Belimumab was not effective in Phase II clinical trials for rheumatoid arthritis.[28] It was moderately effective in Phase II trials for Sjögren syndrome.[29]

In December 2020, belimumab was approved by the FDA as a treatment for lupus nephritis in combination with standard treatment.[30]

Society and culture

Legal status

Under the brand name Benlysta, belimumab received FDA approval for the treatment of systemic lupus erythematosus in March 2011,[31] despite concerns among advisory committee members that the improvement of 4 points on the SELENA-SLEDA scale was marginal, and despite reservations about additional deaths in the treatment group.[32] [33] It was subsequently approved in Canada and the European Union as well.

In February 2023, belimumab was given orphan drug designation by the FDA for the potential treatment of systemic sclerosis.[34] [35]

Economics

Belimumab is primarily used in people with systemic lupus erythematosus. When it was introduced in 2011, it was the first new drug approved to treat lupus in 56 years. Sales rose to $31.2 million in the first quarter of 2012.[36]

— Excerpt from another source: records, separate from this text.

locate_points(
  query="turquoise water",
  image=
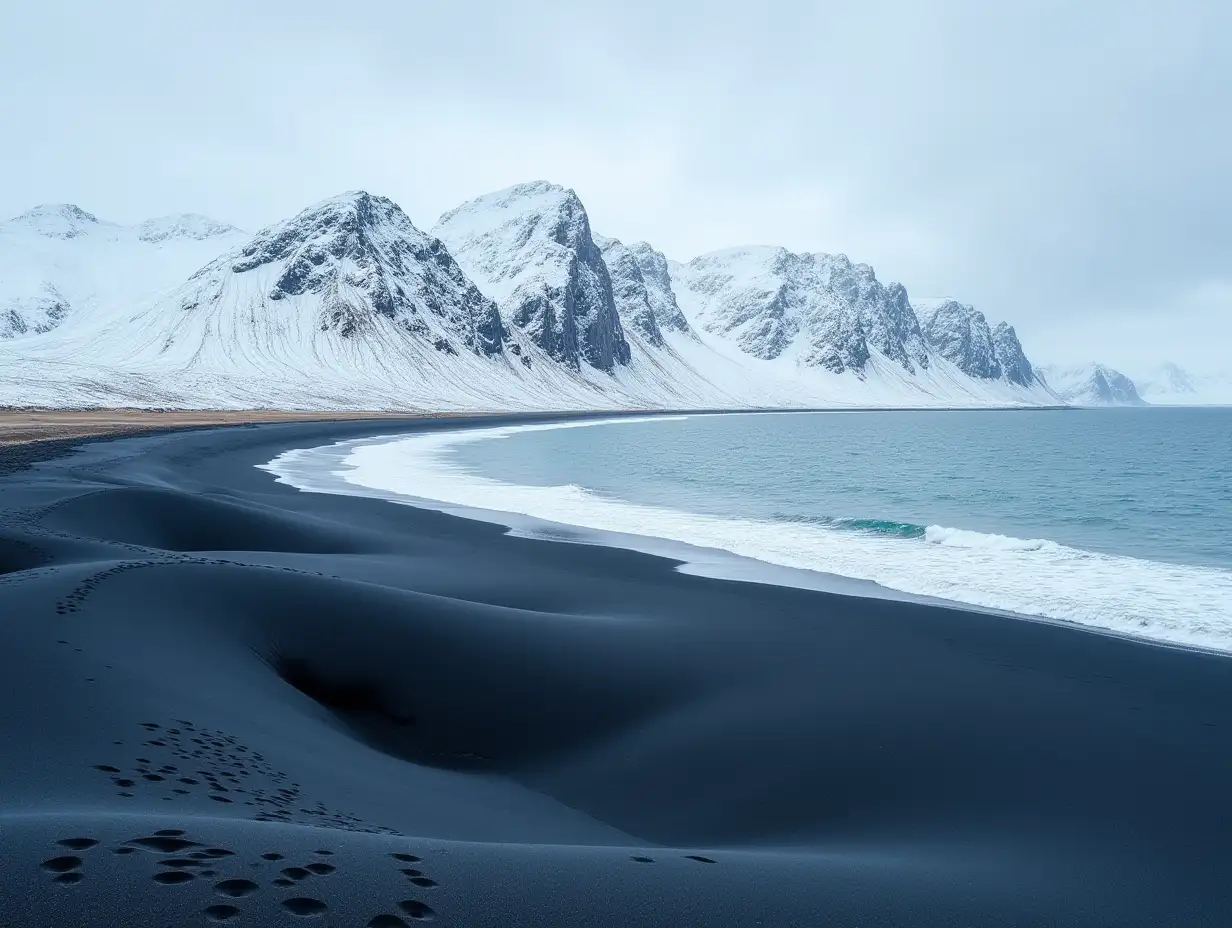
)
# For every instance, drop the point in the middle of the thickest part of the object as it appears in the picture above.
(1115, 519)
(1145, 483)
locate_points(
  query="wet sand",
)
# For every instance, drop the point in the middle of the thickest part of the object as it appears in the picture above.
(227, 700)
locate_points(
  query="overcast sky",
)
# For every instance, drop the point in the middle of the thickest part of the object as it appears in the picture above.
(1062, 165)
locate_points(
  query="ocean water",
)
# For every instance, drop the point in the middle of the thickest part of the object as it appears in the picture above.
(1119, 519)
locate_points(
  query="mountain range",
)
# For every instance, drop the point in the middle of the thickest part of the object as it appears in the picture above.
(511, 301)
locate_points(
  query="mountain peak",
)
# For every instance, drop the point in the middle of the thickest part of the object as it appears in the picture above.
(58, 219)
(185, 226)
(531, 249)
(1093, 385)
(361, 259)
(827, 311)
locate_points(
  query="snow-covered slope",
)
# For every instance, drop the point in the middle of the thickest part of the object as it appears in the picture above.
(819, 309)
(1172, 385)
(642, 288)
(1015, 366)
(348, 305)
(1092, 385)
(961, 334)
(530, 249)
(59, 260)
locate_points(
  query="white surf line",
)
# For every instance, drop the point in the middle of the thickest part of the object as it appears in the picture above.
(1177, 604)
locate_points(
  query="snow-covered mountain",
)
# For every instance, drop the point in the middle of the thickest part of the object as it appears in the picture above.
(1172, 385)
(530, 248)
(349, 305)
(1092, 385)
(58, 260)
(642, 290)
(818, 309)
(961, 334)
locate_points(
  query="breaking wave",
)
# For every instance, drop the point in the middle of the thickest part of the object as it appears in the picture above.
(1036, 577)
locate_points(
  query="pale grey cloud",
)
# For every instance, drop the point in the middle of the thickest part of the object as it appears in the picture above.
(1062, 165)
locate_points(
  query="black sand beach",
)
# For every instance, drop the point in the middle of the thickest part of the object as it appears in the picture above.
(226, 700)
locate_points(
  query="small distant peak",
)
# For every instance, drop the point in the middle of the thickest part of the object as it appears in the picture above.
(185, 226)
(58, 221)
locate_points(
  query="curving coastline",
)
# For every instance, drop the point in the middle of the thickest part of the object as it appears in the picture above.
(530, 725)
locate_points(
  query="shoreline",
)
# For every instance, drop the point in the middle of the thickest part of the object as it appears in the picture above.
(317, 471)
(505, 708)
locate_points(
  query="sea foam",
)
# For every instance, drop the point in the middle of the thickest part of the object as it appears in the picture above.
(1172, 603)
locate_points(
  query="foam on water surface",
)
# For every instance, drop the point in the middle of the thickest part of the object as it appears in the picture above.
(1174, 603)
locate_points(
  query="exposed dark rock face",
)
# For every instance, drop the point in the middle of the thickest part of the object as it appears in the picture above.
(531, 249)
(838, 312)
(960, 334)
(364, 258)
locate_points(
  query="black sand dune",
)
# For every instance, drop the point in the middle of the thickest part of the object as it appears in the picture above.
(229, 701)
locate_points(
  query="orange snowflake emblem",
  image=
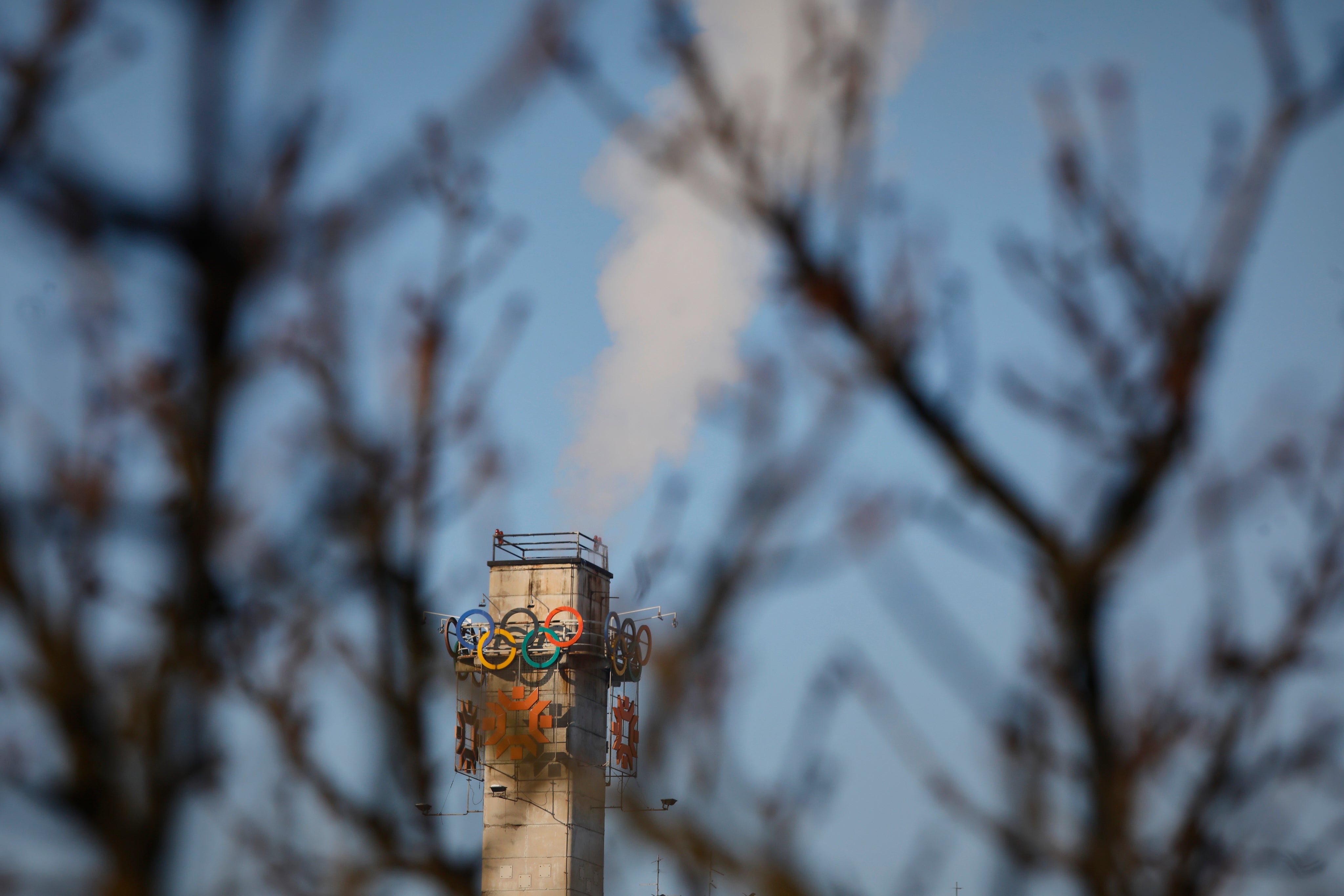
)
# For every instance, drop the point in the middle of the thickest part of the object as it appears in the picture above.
(625, 733)
(495, 726)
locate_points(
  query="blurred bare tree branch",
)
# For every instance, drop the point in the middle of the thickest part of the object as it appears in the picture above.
(1116, 786)
(253, 575)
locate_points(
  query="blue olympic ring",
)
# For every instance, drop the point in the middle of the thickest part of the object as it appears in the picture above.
(461, 629)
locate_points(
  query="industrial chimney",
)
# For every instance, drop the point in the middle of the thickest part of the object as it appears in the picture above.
(543, 717)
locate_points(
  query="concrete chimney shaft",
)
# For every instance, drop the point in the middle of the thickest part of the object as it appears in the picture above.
(545, 829)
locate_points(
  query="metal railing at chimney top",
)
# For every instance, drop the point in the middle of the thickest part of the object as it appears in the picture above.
(549, 546)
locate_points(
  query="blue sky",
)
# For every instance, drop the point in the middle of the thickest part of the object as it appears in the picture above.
(970, 154)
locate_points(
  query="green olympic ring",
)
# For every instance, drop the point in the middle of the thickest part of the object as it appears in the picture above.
(527, 643)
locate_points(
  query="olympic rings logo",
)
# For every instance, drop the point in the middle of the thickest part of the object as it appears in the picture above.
(522, 638)
(499, 644)
(628, 649)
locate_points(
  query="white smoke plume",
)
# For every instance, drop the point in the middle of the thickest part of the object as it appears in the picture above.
(682, 280)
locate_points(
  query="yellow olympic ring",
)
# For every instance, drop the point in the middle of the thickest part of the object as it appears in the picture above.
(480, 648)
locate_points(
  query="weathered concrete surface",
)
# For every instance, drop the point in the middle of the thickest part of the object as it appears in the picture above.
(545, 835)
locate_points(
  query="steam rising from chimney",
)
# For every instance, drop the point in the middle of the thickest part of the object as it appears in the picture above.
(683, 280)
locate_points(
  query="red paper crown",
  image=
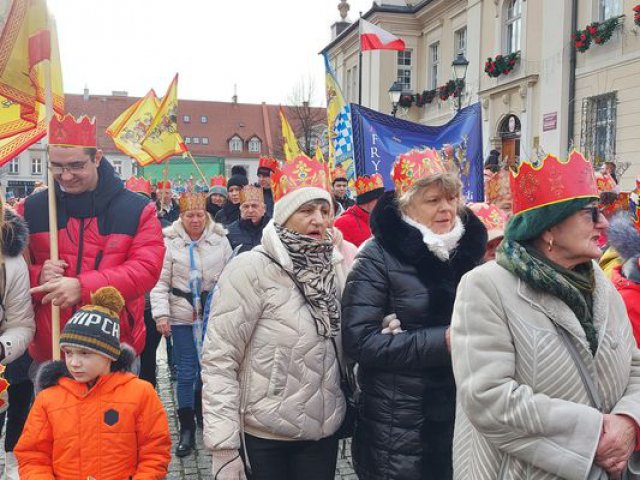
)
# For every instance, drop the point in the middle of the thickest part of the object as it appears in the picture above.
(193, 201)
(338, 173)
(366, 183)
(300, 172)
(552, 181)
(269, 163)
(218, 181)
(605, 182)
(67, 132)
(138, 185)
(414, 165)
(493, 217)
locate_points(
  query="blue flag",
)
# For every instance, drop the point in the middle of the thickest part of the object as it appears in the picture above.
(379, 139)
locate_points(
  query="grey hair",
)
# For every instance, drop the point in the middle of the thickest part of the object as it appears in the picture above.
(448, 182)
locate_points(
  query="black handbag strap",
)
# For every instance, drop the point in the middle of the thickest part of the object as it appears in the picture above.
(297, 284)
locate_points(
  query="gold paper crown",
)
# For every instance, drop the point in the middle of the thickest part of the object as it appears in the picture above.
(193, 201)
(300, 172)
(251, 194)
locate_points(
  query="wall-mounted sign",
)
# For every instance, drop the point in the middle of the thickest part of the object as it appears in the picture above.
(549, 121)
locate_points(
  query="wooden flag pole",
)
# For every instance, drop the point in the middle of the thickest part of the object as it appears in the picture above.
(193, 160)
(53, 212)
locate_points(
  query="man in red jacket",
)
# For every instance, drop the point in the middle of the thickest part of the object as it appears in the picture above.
(107, 235)
(354, 222)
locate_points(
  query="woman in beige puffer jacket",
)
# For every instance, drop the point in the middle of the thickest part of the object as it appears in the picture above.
(269, 368)
(197, 250)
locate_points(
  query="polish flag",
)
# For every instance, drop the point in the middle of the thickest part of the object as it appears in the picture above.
(373, 37)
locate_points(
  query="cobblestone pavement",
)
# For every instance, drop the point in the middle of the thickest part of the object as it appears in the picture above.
(197, 466)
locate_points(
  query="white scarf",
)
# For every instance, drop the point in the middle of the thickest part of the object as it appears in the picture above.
(440, 245)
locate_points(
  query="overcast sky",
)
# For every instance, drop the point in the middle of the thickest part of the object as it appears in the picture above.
(266, 47)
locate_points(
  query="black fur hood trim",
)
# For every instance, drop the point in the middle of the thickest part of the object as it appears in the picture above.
(52, 371)
(623, 236)
(405, 242)
(15, 233)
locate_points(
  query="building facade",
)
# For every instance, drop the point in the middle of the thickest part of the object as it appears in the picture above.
(549, 99)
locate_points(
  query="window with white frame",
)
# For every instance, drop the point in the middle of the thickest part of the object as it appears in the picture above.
(609, 8)
(354, 84)
(404, 70)
(36, 166)
(434, 62)
(235, 144)
(460, 42)
(513, 25)
(598, 132)
(117, 166)
(14, 166)
(255, 145)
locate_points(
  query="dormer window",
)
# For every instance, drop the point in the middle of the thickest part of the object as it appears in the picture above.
(235, 144)
(255, 145)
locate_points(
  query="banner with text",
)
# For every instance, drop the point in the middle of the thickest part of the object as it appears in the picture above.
(379, 139)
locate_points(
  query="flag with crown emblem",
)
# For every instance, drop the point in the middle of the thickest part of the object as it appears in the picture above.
(162, 139)
(340, 129)
(27, 39)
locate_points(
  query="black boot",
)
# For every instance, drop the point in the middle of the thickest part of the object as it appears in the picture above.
(187, 438)
(198, 408)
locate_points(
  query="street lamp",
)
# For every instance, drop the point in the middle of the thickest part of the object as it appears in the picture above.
(394, 95)
(460, 65)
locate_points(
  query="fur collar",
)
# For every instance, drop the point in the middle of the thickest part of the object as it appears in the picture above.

The total cost for the first year of treatment with belimumab is $28,000. Belimumab is much more expensive than other drugs used to treat lupus, including prednisone ($140 per year), hydroxychloroquine ($132), oral methotrexate ($432), azathioprine ($468), and mycophenolate mofetil ($1,224).[37]

In the United Kingdom, the National Institute for Health and Care Excellence calculated the cost of belimumab at £61,200 per quality-adjusted life year (QALY). This is more than the normally accepted cost of £20,000 to £30,000 per QALY. The manufacturer offered the UK National Health Service a discount of a confidential amount, which still did not bring it into the acceptable range.[38]

Research

Blisibimod, an inhibitor of both soluble and membrane-bound BAFF, has demonstrated similar reductions of B cells in clinical trials and is being investigated in a Phase II clinical study for patients with lupus.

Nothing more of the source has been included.